Carrier Aggregation Enabled MIMO-OFDM Integrated Sensing and Communication

TL;DR

This paper proposes a carrier aggregation-enabled MIMO-OFDM ISAC system that fuses high and low-frequency sensing data for enhanced communication and high-precision sensing, addressing phase misalignment and data fusion challenges.

Contribution

It introduces a novel CA-enabled MIMO-OFDM ISAC system with symbol-level data fusion and phase compensation, providing theoretical performance bounds and validation.

Findings

Achieves high-accuracy sensing through phase compensation and data fusion.

Derives mutual information and CRLB bounds for system performance.

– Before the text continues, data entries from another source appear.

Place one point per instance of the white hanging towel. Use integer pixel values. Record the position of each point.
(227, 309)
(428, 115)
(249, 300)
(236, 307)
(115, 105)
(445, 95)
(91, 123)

Simulation confirms the system's feasibility and superiority.

Abstract

In the evolution towards the forthcoming era of sixth-generation (6G) mobile communication systems characterized by ubiquitous intelligence, integrated sensing and communication (ISAC) is in a phase of burgeoning development. However, the capabilities of communication and sensing within single frequency band fall short of meeting the escalating demands. To this end, this paper introduces a carrier aggregation (CA)-enabled multi-input multi-output orthogonal frequency division multiplexing (MIMO-OFDM) ISAC system fusing the sensing data on high and low-frequency bands by symbol-level fusion for ultimate communication experience and high-accuracy sensing. The challenges in sensing signal processing introduced by CA include the initial phase misalignment of the echo signals on high and low-frequency bands due to attenuation and radar cross section, and the fusion of the sensing data on high and low-frequency bands with different physical-layer parameters. To this end, the sensing signal processing is decomposed into two stages. In the first stage, the problem of initial phase misalignment of the echo signals on high and low-frequency bands is solved by the angle compensation, spatial filtering and cyclic cross-correlation operations. In the second stage, this paper realizes symbol-level fusion of the sensing data on high and low-frequency bands through sensing vector rearrangement and cyclic prefix adjustment operations, thereby obtaining high-precision sensing performance. Then, the closed-form communication mutual information (MI) and sensing Cram\'er-Rao lower bound (CRLB) for the proposed ISAC system are derived to explore the theoretical performance bound with CA. Simulation results validate the feasibility and superiority of the proposed ISAC system.